Making self-driving cars for mass consumption is difficult. Why?
1. The software. Problems involving computer vision and perception, processing low resolution information and decision-making.
2. The sensors. Far from solved in ambiguous environments. It seems like the current approach is a cocktail of sensors that mitigate failure or low resolution in any particular type of sensor and environment. How do these collections of sensors handle grime, snow and rain?
3. Cars are dangerous, which creates a whole set of regulatory and ethical questions, as well as requiring extremely high precision for (1) and (2.)
4. Cars themselves are difficult and costly to manufacture. They require hundreds of thousands of parts to be acquired on time, pieced together and tested– this is no trivial feat.
But what if you didn’t have to worry about (3) and (4)?
Well, you wouldn’t have a car. But you might have something very useful that can be built today, on the back of the expertise and technology that has been developed in the labs of Stanford, CMU, Google, BMW, Mercedes, Volkswagen and many more. The expertise developed in these labs manifests itself not just in the final self-driving vehicle, but in its byproduct as well: papers, algorithms, sensors, software libraries and people.
Chris Anderson has a wonderful phrase, “the peace dividends of the smartphone wars.” What he means is this: Apple, Google, Samsung and others have invested billions of dollars in smartphones, and the benefits of their investments have far-reaching effects outside of our pocket supercomputers. Think better, faster and cheaper ARM processors, newly commoditized sensors (cameras, GPS, accelerometers) and SSDs that are cheaper, more reliable and perform better. The Raspberry Pi would not have been possible without the smartphone, nor would the array of smart wristbands or drones that are available today.
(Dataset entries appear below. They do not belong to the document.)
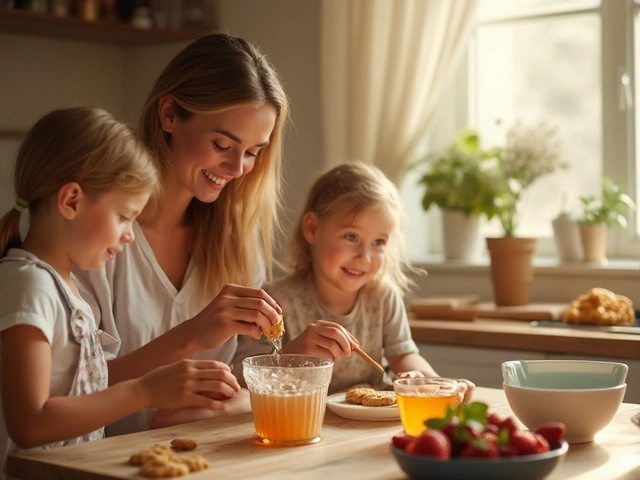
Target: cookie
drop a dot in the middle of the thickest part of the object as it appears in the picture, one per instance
(194, 462)
(355, 395)
(155, 452)
(379, 399)
(184, 444)
(164, 468)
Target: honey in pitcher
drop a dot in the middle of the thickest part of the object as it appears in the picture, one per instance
(415, 409)
(289, 419)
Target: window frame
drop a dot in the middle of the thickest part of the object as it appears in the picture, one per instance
(618, 127)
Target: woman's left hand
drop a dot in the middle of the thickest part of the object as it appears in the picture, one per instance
(239, 403)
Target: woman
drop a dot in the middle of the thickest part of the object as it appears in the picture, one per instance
(214, 120)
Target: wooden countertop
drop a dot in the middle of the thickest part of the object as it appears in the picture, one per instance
(348, 449)
(520, 335)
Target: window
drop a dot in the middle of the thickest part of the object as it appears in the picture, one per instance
(568, 63)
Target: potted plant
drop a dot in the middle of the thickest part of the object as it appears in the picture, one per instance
(599, 215)
(530, 153)
(463, 181)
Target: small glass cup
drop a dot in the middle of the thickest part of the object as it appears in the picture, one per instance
(288, 396)
(422, 398)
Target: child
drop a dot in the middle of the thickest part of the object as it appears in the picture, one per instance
(346, 268)
(84, 177)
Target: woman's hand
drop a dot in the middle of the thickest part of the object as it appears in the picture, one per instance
(239, 403)
(189, 383)
(237, 310)
(323, 339)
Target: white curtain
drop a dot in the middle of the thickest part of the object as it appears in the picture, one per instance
(384, 66)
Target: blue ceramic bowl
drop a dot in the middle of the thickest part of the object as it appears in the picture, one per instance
(584, 395)
(524, 467)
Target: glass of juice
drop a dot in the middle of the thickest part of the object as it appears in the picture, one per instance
(288, 396)
(422, 398)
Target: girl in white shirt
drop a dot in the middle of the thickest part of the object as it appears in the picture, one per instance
(214, 121)
(84, 177)
(347, 270)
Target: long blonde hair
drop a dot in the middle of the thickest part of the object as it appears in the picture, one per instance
(215, 73)
(346, 191)
(80, 144)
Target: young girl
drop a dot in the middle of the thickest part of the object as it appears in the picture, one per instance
(346, 266)
(84, 177)
(189, 285)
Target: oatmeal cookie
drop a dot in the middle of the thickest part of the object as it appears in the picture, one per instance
(184, 444)
(354, 395)
(379, 399)
(600, 306)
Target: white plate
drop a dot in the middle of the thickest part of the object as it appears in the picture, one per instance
(338, 405)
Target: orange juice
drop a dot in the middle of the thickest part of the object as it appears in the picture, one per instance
(416, 408)
(289, 419)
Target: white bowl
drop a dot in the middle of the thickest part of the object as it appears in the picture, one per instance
(584, 395)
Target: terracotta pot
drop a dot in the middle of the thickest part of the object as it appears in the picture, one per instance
(461, 235)
(511, 269)
(594, 243)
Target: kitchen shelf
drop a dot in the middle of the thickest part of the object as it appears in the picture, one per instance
(25, 22)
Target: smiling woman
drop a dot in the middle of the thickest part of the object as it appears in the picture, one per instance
(214, 121)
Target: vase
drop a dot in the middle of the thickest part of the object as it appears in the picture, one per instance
(594, 243)
(511, 269)
(461, 235)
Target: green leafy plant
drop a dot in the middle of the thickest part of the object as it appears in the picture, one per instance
(463, 177)
(529, 154)
(611, 209)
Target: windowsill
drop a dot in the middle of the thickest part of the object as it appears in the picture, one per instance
(546, 265)
(553, 282)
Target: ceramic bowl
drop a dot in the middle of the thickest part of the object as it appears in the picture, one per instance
(524, 467)
(584, 395)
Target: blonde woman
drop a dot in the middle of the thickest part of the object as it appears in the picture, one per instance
(214, 121)
(346, 274)
(83, 177)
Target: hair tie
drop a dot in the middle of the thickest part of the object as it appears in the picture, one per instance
(20, 205)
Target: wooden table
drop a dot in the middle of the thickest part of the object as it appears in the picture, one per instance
(348, 449)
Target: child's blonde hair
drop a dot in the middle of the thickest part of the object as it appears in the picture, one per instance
(86, 145)
(346, 191)
(216, 73)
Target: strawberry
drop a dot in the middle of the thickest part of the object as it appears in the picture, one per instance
(491, 428)
(553, 432)
(525, 442)
(431, 442)
(510, 424)
(508, 451)
(494, 419)
(401, 440)
(479, 449)
(543, 445)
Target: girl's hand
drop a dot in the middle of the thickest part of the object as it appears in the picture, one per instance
(323, 339)
(189, 383)
(237, 310)
(465, 389)
(239, 403)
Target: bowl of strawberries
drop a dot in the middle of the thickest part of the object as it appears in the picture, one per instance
(471, 442)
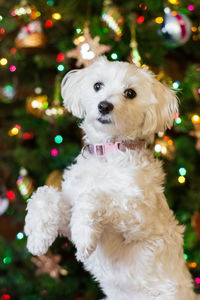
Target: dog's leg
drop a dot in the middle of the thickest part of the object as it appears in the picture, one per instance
(42, 220)
(86, 227)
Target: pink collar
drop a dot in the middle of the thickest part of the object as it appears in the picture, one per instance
(102, 149)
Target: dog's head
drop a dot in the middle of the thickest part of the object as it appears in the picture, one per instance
(117, 100)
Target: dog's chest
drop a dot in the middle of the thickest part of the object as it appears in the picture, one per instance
(116, 175)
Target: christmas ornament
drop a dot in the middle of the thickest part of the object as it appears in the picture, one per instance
(55, 179)
(196, 223)
(113, 18)
(164, 146)
(175, 28)
(25, 184)
(196, 131)
(25, 12)
(87, 49)
(56, 109)
(36, 105)
(49, 264)
(134, 54)
(31, 36)
(7, 93)
(4, 203)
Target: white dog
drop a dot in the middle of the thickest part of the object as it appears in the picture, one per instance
(112, 204)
What, in essence, you might be able to do for self-driving cars is harvest the dividend before the war is over. While the complexity of self-driving cars (regulatory, ethical and otherwise) will delay the arrival of the fully autonomous car by five, ten or fifteen years, the technology in some deployable form will exist before then.
The other advantage you’ll have in applying self-driving technology outside of automotive vehicles is that you’ll be able to deploy it in an environment where you control the surrounding infrastructure– augmenting onboard sensors with data from the environment and creating more predictable surroundings.
Where might this approach work? Toys, factory automation, household robotics and farming are all areas where this has already begun, but I think we are only at the beginning of discovering our great automated world.